Friday, April 20, 2012

This week...

Gianni had his breakfast while we quietly celebrated his 1 week birthday this morning. It's amazing to me that this little man has graced our family for that long. While I can't say we've gotten any type of routine established (although last night was acceptable) we are all so happy to have our #5 at home.

Some random thoughts about the week.

1. Mercy Hospital

We were forced to leave our favorite local hospital (where #1, #2 and #3 were born) to head to one of the "city" hospitals for #4 because my OB relocated there. I had hope, because it is a Catholic hospital, that somehow things would be better. My experience did not live up to my expectations. That, and my ever-present panic attack related to the spinal made it a terrible experience last time around.

Wow, what a difference this time around. Granted, I arranged to have a friend bring Communion this time (although someone did show up before we were discharged Sunday as well, which was wonderful). I also have a wonderful friend "in the business" who arranged to have someone she knew do the anesthesia. The nurse anesthetist and the anesthesiologist were amazing. I can't say I wasn't panicky but their caring and attention kept it short-lived. What a wonderful experience this time. So, if there were to be another (don't ask - you know it's not up to me!) I would feel better about returning at least.

Oh, and they have a new program at the hospital. The night before you leave, they wheel in a beautiful table with china, crystal and yummy food (including sparkling grape juice and complementary wine glasses to take home) to share with your husband before you leave with your baby. How cool is that? What a nice touch ;)
Sorry, I forgot to take the picture until we were almost done. Ooops, starving, sleep-deprived parents.

2. Down Syndrome

If you've been following along, you know that this baby was at a much higher risk of Down Syndrome (1 in 13 when the usual at my age is something like 1 in 100). We chose not to have amniocentesis so we went into delivery not knowing. I continued to pray that I would have the grace to accept God's will and I felt pretty at peace about the whole thing. So, where are we now?

I'm not entirely sure, actually. They had the NICU pediatrician attending the birth and he drew cord blood to run a genetic profile. After he looked at baby boy, he decided it wasn't necessary because "there are no indications that the baby has Down Syndrome" meaning there are no obvious traits that would be seen in a child with DS (hand crease, eye shape, etc.). Every other doctor that has seen G has said the same thing. I guess that means he doesn't have it but, I have to admit, I don't really feel like we received a definitive diagnosis. Or, perhaps, after all the build-up during the pregnancy, I suppose "oops, never mind" leaves me a bit wanting.
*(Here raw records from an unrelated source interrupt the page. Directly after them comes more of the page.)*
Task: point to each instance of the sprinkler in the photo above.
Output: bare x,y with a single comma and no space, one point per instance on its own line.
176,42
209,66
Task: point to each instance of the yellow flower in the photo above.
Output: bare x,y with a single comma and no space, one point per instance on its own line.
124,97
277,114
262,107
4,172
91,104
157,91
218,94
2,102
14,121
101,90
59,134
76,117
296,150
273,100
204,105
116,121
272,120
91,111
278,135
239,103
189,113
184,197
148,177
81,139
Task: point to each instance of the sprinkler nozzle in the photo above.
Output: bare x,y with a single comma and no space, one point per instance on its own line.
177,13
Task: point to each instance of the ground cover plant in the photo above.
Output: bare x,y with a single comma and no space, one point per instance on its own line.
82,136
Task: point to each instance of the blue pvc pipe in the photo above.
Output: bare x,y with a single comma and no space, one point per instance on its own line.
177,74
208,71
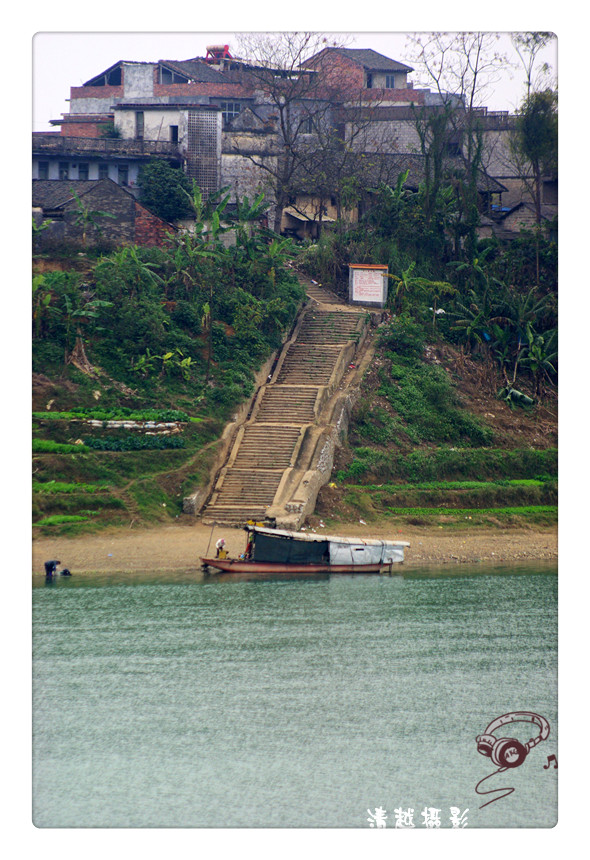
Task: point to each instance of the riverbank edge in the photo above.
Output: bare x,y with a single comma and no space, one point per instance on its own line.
179,548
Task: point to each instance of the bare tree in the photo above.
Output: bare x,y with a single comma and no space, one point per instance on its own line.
528,46
462,68
296,99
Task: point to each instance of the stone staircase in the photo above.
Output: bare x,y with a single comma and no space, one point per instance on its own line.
266,448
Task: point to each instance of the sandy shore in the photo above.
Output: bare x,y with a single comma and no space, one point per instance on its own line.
180,547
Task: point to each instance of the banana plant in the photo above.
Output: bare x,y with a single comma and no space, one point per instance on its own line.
540,357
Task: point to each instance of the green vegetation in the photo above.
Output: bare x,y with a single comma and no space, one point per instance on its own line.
172,334
178,334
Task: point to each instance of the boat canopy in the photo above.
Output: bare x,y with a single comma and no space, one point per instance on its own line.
277,545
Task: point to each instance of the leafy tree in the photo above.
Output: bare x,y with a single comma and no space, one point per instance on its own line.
535,143
163,190
86,217
535,139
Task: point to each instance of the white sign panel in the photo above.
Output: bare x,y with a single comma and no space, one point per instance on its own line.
368,286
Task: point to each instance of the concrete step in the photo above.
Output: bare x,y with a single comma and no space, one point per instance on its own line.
251,486
306,365
235,515
286,404
329,327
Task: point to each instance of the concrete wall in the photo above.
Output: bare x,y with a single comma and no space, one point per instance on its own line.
73,169
138,80
132,223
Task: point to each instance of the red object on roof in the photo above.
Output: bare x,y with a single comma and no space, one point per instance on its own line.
218,52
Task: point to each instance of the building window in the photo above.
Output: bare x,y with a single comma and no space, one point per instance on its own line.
307,125
229,110
139,125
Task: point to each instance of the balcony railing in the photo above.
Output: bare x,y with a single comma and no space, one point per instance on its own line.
46,143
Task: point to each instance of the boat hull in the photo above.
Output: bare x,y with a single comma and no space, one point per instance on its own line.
240,566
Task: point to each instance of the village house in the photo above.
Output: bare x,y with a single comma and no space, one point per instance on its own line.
210,117
93,212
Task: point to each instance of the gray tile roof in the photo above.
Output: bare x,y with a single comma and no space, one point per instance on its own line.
373,61
195,70
54,193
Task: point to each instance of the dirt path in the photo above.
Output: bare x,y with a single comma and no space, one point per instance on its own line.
180,547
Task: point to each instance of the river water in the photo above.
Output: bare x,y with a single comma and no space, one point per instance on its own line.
162,701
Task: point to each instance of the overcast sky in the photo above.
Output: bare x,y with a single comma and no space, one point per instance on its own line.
63,60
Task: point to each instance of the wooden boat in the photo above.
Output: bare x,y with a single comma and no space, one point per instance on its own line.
272,551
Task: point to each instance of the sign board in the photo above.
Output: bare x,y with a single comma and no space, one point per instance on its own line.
367,285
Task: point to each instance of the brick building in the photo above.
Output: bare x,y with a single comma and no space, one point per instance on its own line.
212,117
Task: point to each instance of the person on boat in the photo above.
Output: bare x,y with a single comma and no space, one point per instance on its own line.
51,569
51,566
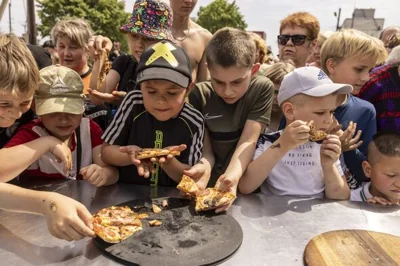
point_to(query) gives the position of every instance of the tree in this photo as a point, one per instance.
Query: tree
(104, 16)
(220, 14)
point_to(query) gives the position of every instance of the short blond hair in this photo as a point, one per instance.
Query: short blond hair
(19, 73)
(77, 30)
(352, 43)
(277, 71)
(231, 47)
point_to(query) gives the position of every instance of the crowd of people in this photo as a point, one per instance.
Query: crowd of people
(240, 118)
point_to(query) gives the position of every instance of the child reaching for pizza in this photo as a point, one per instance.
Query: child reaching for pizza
(156, 116)
(19, 77)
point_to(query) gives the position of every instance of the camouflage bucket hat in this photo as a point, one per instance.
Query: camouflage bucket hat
(150, 18)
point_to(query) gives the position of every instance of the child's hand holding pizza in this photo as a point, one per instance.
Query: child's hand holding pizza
(62, 153)
(94, 174)
(144, 166)
(66, 218)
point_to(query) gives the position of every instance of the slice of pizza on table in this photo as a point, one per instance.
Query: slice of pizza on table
(116, 223)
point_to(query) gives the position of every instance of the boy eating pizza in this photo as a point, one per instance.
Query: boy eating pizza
(156, 116)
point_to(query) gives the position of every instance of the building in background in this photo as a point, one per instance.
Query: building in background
(364, 20)
(262, 34)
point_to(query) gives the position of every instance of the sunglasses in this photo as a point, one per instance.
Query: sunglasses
(297, 39)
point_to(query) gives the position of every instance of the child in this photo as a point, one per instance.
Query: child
(383, 91)
(19, 77)
(276, 73)
(147, 26)
(156, 117)
(383, 168)
(59, 102)
(347, 57)
(236, 108)
(286, 162)
(71, 37)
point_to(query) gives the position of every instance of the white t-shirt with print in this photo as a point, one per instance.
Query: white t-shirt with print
(298, 173)
(362, 193)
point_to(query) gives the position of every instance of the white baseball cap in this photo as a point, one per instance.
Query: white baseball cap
(310, 81)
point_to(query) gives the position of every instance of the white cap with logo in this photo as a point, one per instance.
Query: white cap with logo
(310, 81)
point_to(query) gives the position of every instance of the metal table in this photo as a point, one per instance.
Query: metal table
(276, 229)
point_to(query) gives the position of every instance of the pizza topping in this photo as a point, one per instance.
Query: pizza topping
(156, 209)
(188, 186)
(115, 224)
(213, 198)
(143, 215)
(155, 223)
(154, 152)
(316, 135)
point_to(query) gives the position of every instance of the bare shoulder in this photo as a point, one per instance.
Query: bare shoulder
(200, 31)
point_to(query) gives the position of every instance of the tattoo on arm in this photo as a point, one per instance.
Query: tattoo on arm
(275, 145)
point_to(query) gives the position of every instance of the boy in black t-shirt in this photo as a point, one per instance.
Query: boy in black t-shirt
(156, 117)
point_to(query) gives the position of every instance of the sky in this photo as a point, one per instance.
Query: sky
(260, 15)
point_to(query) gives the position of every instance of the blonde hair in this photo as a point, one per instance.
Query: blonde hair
(303, 20)
(261, 46)
(19, 73)
(77, 30)
(349, 42)
(323, 36)
(231, 47)
(277, 71)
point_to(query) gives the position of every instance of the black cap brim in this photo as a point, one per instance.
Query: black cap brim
(159, 73)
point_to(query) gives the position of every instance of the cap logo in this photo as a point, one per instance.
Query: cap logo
(163, 50)
(322, 75)
(59, 86)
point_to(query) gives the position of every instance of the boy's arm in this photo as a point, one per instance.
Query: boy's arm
(335, 184)
(201, 172)
(18, 158)
(258, 170)
(244, 151)
(110, 174)
(112, 155)
(67, 219)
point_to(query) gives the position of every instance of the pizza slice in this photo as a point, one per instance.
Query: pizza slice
(316, 135)
(128, 230)
(110, 234)
(213, 198)
(116, 223)
(148, 153)
(105, 66)
(188, 186)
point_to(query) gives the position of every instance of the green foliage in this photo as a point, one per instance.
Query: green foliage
(220, 14)
(104, 16)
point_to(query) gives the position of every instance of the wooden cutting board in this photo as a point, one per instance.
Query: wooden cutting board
(354, 248)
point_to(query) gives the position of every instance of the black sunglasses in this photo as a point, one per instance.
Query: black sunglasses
(297, 39)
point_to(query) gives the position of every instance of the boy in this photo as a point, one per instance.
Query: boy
(347, 57)
(297, 37)
(71, 38)
(121, 78)
(156, 117)
(59, 102)
(383, 168)
(19, 77)
(286, 160)
(236, 108)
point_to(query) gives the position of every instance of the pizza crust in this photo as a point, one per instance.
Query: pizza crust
(148, 153)
(316, 135)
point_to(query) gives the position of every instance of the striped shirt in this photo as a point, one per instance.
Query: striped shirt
(133, 125)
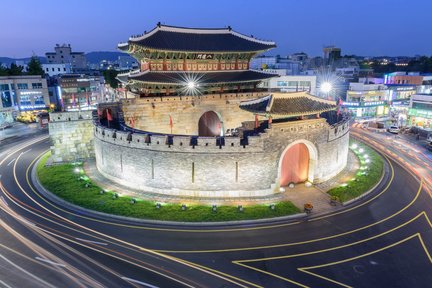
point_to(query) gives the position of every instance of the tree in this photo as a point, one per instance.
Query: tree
(110, 78)
(15, 70)
(35, 67)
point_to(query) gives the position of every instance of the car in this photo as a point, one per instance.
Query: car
(393, 129)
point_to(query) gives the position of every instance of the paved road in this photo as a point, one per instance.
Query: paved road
(382, 242)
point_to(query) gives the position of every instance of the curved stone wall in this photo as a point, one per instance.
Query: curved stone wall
(152, 113)
(157, 163)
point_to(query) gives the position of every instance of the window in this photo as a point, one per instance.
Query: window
(6, 99)
(25, 100)
(22, 86)
(39, 99)
(37, 85)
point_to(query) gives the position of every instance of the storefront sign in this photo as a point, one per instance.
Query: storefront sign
(420, 113)
(204, 56)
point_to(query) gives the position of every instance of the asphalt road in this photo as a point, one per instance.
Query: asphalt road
(383, 241)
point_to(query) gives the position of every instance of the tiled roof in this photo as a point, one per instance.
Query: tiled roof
(171, 38)
(289, 105)
(202, 78)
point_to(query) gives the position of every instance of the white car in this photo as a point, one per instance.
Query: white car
(393, 129)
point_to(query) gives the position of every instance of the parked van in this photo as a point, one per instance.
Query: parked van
(393, 129)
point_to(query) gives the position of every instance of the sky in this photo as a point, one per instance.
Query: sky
(360, 27)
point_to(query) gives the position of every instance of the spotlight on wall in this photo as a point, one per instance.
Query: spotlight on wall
(326, 87)
(191, 84)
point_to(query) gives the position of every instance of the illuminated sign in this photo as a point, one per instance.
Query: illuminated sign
(351, 104)
(374, 103)
(420, 113)
(204, 56)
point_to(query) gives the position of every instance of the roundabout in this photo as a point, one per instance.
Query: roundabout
(363, 245)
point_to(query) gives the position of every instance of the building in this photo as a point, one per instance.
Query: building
(22, 93)
(331, 53)
(420, 110)
(284, 65)
(80, 92)
(291, 84)
(63, 55)
(57, 69)
(401, 86)
(200, 125)
(367, 100)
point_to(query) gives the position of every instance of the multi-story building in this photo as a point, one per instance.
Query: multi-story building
(63, 55)
(57, 69)
(80, 92)
(367, 100)
(291, 83)
(331, 53)
(290, 66)
(22, 93)
(420, 111)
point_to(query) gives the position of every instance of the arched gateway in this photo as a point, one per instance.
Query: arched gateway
(209, 124)
(297, 163)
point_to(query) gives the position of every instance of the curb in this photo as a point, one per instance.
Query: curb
(88, 212)
(384, 172)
I'm happy that our little boy is healthy. I don't really feel one way or another about the DS, although I am probably relieved that I don't have to deal with the outside world regarding their opinion/advice/commentary about my special needs child. This, of course, is kind of a fib since I just got off the phone with the school secretary who was consoling #1 who forgot her book bag and was reduced to a pile of tears. We have unique challenges with each of our children, even if they "look" like everyone else.

Ultimately, I am annoyed at the medical community. Going through this pregnancy, it was a continual assault of reminders that "your child is at a very heightened risk" and every sonogram, blood test, etc., seemed to be a search for things to convince me that this was true (remember "sandal gap toe?). I look back and think about the anxiety I had. Then I consider a woman going through the same thing that I did but who doesn't have the insurance for an amnio and thus had to make her best guess. I'm thinking, since abortion rates are about 90% for identified babies with DS, she may have made a different decision about the outcome. How tragic would that be, considering the beautiful little man I'm holding in my arms.
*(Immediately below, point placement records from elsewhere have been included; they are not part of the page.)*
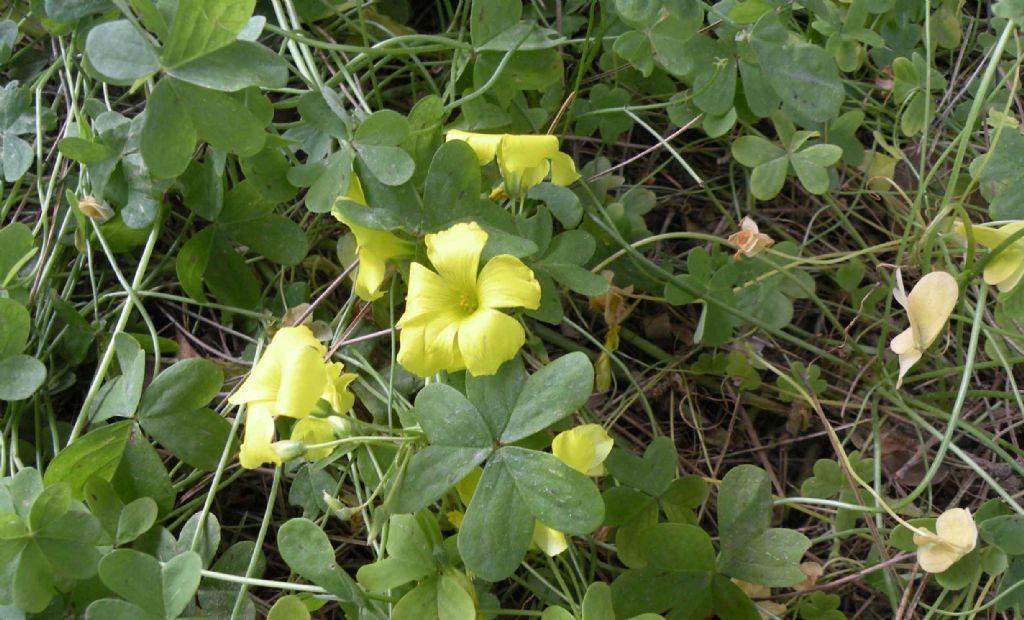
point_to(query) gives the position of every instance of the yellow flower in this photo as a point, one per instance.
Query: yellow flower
(452, 321)
(523, 160)
(289, 380)
(928, 307)
(955, 536)
(584, 449)
(374, 248)
(1006, 269)
(750, 239)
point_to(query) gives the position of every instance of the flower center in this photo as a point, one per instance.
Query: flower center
(468, 302)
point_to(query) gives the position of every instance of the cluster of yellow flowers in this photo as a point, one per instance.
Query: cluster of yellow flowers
(453, 321)
(290, 380)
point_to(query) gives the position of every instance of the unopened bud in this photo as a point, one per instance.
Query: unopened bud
(288, 450)
(341, 426)
(93, 209)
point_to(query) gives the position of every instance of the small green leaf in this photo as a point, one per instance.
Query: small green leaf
(95, 454)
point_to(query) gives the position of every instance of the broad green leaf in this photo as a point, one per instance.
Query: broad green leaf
(192, 262)
(495, 396)
(498, 526)
(14, 325)
(768, 178)
(141, 473)
(652, 473)
(96, 454)
(805, 78)
(450, 419)
(275, 237)
(73, 10)
(306, 549)
(163, 590)
(197, 437)
(115, 609)
(550, 395)
(289, 608)
(452, 192)
(332, 181)
(487, 19)
(555, 494)
(185, 386)
(391, 165)
(437, 598)
(743, 507)
(120, 53)
(382, 128)
(597, 603)
(201, 27)
(123, 398)
(1006, 532)
(562, 202)
(674, 546)
(770, 559)
(168, 134)
(752, 151)
(432, 471)
(235, 67)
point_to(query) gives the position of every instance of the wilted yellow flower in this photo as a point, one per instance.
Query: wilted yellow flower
(1006, 269)
(583, 448)
(750, 239)
(928, 307)
(955, 536)
(289, 380)
(452, 320)
(374, 248)
(523, 160)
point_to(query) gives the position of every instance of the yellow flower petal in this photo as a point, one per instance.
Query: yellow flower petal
(955, 536)
(302, 381)
(426, 349)
(456, 255)
(484, 145)
(264, 382)
(928, 307)
(550, 541)
(312, 430)
(1005, 270)
(256, 449)
(506, 282)
(429, 297)
(336, 389)
(487, 339)
(584, 448)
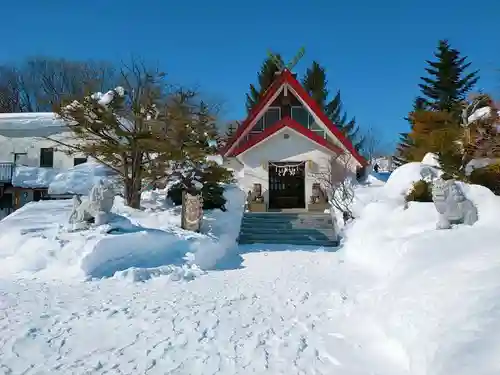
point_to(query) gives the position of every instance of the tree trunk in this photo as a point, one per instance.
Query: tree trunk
(132, 194)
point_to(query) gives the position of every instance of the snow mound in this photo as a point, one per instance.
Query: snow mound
(433, 296)
(33, 177)
(35, 242)
(481, 114)
(81, 178)
(402, 178)
(29, 120)
(431, 159)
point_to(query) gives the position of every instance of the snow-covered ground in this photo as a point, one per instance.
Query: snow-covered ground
(398, 297)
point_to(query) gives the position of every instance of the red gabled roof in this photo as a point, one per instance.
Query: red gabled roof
(286, 122)
(286, 77)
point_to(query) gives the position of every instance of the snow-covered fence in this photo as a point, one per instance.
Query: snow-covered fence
(6, 171)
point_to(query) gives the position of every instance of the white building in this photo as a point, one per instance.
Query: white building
(285, 146)
(28, 160)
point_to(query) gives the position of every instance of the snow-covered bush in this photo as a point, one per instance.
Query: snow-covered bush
(421, 191)
(212, 193)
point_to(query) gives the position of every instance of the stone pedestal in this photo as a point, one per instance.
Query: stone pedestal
(318, 207)
(257, 207)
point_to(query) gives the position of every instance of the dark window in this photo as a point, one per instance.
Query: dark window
(18, 157)
(6, 201)
(77, 161)
(272, 115)
(47, 157)
(39, 195)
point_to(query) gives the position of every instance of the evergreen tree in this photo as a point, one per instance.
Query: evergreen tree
(265, 78)
(405, 144)
(448, 82)
(315, 83)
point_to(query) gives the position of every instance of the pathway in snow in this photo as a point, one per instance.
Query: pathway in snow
(276, 316)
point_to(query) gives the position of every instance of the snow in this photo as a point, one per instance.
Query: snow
(480, 114)
(76, 180)
(29, 120)
(431, 159)
(80, 179)
(398, 297)
(33, 177)
(218, 159)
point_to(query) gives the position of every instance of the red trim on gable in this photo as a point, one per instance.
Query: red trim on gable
(324, 119)
(287, 77)
(286, 122)
(256, 110)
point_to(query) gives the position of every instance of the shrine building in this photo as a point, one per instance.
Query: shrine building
(284, 145)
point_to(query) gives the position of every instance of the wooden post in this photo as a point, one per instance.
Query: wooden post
(192, 212)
Why is our society all about avoiding (at all costs, even death in this case) any type of anxiety or uncertainty or struggle? Why all the drama up front just to say "never mind" when it doesn't turn out to be as bad as they predicted? Why can't we struggle and grow from that? Who promised an easy life? (sorry, didn't really know that would turn into a rant. stopping now)



3. Our new addition

The last week has been stressful and long but, wow, how 'chock full of blessings as well! The kids are as much in love with Gianni as we and what a blessing that is right now. Pray for us so that we can continue to heal and grow and face the challenges we are presented. Here are some sibling pictures from this week.





Have a blessed weekend!

1 comment:

  1. Beautiful pictures. I'm happy to hear that the hospital experience was a good one this time.
    As for Gianni and down syndrome - how awful to think of those who don't have your faith and a husband's support, the love and light that is prevented from entering the world because of fear and selfishness. This little man has already taught many, including me, about walking in faith and trust. It is not wrong or not pro-life to feel relief and happiness that he is healthy and not facing this particular difficulty, it is a normal reaction for a Mom who was thinking of the challenges ahead for a beloved child. Prayers continue for the Roccos as they adjust to life with the newest man.